Site Reliability Engineer III
Company | JP Morgan Chase |
---|---|
Location | Columbus, OH, USA |
Salary | $Not Provided – $Not Provided |
Type | Full-Time |
Degrees | |
Experience Level | Mid Level, Senior |
Requirements
- Formal training or certification on Site Reliability concepts and 3+ years applied experience
- Proficiency in at least one programming language such as Python, Java/Spring Boot, or .Net.
- Strong knowledge of cloud platforms (e.g., AWS, Azure, Google Cloud) and virtualization technologies.
- Experience with monitoring and logging tools such as Prometheus, Grafana, Splunk, Dynatrace, and Datadog.
- Proficiency in continuous integration and continuous delivery tools like Jenkins, GitLab, or Terraform.
- Experience with container and container orchestration technologies such as ECS, Kubernetes, and Docker.
- Experience implementing and managing error budgets and familiarity with site reliability culture and principles.
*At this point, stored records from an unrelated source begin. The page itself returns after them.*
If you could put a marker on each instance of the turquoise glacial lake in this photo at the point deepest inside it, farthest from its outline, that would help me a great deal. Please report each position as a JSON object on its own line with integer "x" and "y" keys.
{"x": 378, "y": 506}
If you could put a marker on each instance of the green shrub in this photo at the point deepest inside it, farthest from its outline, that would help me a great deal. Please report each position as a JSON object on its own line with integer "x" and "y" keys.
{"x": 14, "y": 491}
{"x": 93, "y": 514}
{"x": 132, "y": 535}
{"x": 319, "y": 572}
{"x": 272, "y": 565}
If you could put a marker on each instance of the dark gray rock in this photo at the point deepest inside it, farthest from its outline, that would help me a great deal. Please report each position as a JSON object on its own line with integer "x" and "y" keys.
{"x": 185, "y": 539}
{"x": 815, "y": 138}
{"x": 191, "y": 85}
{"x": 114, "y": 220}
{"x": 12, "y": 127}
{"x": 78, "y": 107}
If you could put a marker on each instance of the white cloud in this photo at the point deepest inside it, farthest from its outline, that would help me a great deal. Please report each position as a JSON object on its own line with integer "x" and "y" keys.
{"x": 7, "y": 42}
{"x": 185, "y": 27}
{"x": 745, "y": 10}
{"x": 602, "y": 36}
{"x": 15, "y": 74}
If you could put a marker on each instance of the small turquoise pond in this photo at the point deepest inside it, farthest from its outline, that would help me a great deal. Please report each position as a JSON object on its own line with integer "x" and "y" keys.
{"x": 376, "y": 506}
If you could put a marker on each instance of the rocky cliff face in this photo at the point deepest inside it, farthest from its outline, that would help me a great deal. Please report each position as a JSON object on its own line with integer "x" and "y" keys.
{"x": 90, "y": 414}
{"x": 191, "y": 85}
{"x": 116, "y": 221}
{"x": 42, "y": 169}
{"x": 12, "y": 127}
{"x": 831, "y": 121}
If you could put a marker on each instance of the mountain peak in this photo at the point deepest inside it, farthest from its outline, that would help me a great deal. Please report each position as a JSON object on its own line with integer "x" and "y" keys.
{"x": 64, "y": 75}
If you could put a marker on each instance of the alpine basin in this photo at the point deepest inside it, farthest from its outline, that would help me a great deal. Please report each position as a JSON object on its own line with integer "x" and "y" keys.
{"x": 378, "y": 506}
- Proficient knowledge of software applications and technical processes within disciplines like Cloud and artificial intelligence.
- Familiarity with troubleshooting common networking technologies and issues.
- Ability to contribute to large and collaborative teams by presenting information logically and effectively.
- Ability to proactively recognize roadblocks, identify new technologies, and implement innovative solutions to solve business problems.
Responsibilities
- Collaborate with cross-functional teams to design, implement, and maintain scalable and reliable systems.
- Develop and maintain monitoring, alerting, and incident response systems to ensure high availability, performance, and quality.
- Implement and manage service level indicators (SLIs), service level objectives (SLOs), and service level agreements (SLAs) to measure and improve system reliability and customer satisfaction.
- Utilize error budgets to manage delivery and prioritize reliability improvements for the applications and platforms we own and support.
- Automate repetitive tasks and processes to improve efficiency and achieve reduction of toil, minimizing manual intervention.
- Participate in on-call rotations to provide 24/7 support for critical systems and services.
- Conduct root cause analysis and blameless post-mortem reviews to prevent future incidents and improve system reliability.
Preferred Qualifications
- Experience with Virtual Desktop Infrastructure (VDI) solutions.
- Knowledge of networking and security best practices.
- Certifications in AWS, Splunk, Dynatrace, or Terraform.
- Experience with data science tools, methodologies, and techniques.